We use strongly typed DataSets in our application. When importing data we use the convenient DataSet.Merge()
operation to copy DataRows from one DataSet to another.
The obvious answer is 'do it in the DB' -- I'll assume it's not applicable in your case.
You should try to use a row loop. This can be quite performant if the tables you are merging are sorted.
http://en.wikipedia.org/wiki/Merge_algorithm
You've probably already tried this, but just in case:
DataSet.Merge takes an array or DataRows as a parameter.
Have you tried batching the merge, i.e. doing the following?
dataSet1.Merge(lines.Select(line=>ImportRow(line)).ToArray());
However, it's quite possibly the case that you cannot improve performance - maybe you can avoid the need to Merge in the first place somehow - such as by doing the merge in the DB, as Sklivvz suggests.
Why not just add rows? Or do it in the DB as 'Skliwz' suggests?

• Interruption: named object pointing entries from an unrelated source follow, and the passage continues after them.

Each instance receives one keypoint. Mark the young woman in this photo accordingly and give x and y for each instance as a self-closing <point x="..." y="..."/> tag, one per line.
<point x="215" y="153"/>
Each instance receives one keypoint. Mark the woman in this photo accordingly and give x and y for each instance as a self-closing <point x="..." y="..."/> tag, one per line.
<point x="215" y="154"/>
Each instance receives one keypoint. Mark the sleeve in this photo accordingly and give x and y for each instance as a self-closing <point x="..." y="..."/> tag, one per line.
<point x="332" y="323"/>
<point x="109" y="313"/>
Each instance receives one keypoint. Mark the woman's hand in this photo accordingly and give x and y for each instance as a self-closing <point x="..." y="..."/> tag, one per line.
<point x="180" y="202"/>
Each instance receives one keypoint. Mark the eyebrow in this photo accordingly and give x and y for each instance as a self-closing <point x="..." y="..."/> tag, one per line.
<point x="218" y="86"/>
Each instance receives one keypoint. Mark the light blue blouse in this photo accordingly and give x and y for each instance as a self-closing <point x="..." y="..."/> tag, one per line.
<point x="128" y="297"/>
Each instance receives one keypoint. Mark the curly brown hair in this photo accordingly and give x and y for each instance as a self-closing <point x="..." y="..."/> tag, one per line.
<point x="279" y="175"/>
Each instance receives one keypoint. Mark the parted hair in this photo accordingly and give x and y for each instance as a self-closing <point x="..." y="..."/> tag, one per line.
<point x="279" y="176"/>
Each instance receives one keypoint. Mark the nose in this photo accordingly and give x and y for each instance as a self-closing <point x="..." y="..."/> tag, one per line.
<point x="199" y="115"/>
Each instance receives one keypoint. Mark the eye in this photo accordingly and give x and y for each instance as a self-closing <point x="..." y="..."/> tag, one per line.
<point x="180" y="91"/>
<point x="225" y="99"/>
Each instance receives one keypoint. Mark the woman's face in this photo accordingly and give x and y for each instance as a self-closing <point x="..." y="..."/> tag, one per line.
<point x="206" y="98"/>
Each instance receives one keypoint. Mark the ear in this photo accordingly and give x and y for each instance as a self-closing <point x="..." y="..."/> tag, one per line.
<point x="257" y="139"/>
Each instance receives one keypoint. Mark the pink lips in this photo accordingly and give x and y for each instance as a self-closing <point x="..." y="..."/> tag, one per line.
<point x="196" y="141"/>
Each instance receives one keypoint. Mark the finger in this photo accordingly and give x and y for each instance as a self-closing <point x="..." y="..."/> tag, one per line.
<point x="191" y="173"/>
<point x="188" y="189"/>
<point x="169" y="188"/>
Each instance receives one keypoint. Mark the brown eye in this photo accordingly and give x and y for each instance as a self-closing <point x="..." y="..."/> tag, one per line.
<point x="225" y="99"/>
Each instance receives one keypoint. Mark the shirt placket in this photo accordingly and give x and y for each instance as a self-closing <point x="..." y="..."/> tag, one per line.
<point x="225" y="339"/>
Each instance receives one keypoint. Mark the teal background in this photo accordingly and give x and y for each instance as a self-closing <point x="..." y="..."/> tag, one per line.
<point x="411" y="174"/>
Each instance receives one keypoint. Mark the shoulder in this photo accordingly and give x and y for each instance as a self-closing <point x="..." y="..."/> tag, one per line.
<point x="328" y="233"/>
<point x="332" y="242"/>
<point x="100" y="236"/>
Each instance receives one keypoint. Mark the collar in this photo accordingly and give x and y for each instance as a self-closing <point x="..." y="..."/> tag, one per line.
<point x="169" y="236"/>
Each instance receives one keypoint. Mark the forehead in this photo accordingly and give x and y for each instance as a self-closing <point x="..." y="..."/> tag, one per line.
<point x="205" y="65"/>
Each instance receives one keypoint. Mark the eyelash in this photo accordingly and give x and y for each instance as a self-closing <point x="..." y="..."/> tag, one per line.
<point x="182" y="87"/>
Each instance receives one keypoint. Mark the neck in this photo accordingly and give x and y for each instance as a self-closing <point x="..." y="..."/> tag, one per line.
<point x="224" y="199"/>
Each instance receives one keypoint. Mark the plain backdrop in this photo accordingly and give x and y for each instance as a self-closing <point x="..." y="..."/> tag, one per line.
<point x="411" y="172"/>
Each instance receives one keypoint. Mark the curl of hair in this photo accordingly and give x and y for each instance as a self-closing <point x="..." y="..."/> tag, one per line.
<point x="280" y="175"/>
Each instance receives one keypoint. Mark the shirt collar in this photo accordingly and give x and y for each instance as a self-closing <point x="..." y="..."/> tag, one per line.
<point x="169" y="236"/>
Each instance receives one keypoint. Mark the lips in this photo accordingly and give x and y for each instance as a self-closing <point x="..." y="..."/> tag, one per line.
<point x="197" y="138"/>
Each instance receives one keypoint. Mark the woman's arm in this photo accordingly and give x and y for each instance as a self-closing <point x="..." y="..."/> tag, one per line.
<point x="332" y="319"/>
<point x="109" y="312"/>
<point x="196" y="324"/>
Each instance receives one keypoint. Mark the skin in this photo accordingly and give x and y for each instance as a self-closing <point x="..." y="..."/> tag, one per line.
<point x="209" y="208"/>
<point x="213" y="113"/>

Can't you just add or update the row depending the row exists or not in the table (using the not typed method "table.Rows.Find(primaryKeyValues)")?
Note that you can have a lot of scalability problems with the DataSet (compared to a DB):
- no transaction => no concurreny.
- slow load from xml (maybe it is faster/linear from DB).
- missing index (except primary key).
- do not cache as a DB, it can be a problem in ram limited system (in 32b system).
The best merging algorithm I know is Sort-Merge if your input datasets are sorted by the same attribute. But I do not know C# so well to say if it is possible to force ADO object to use this algorithm.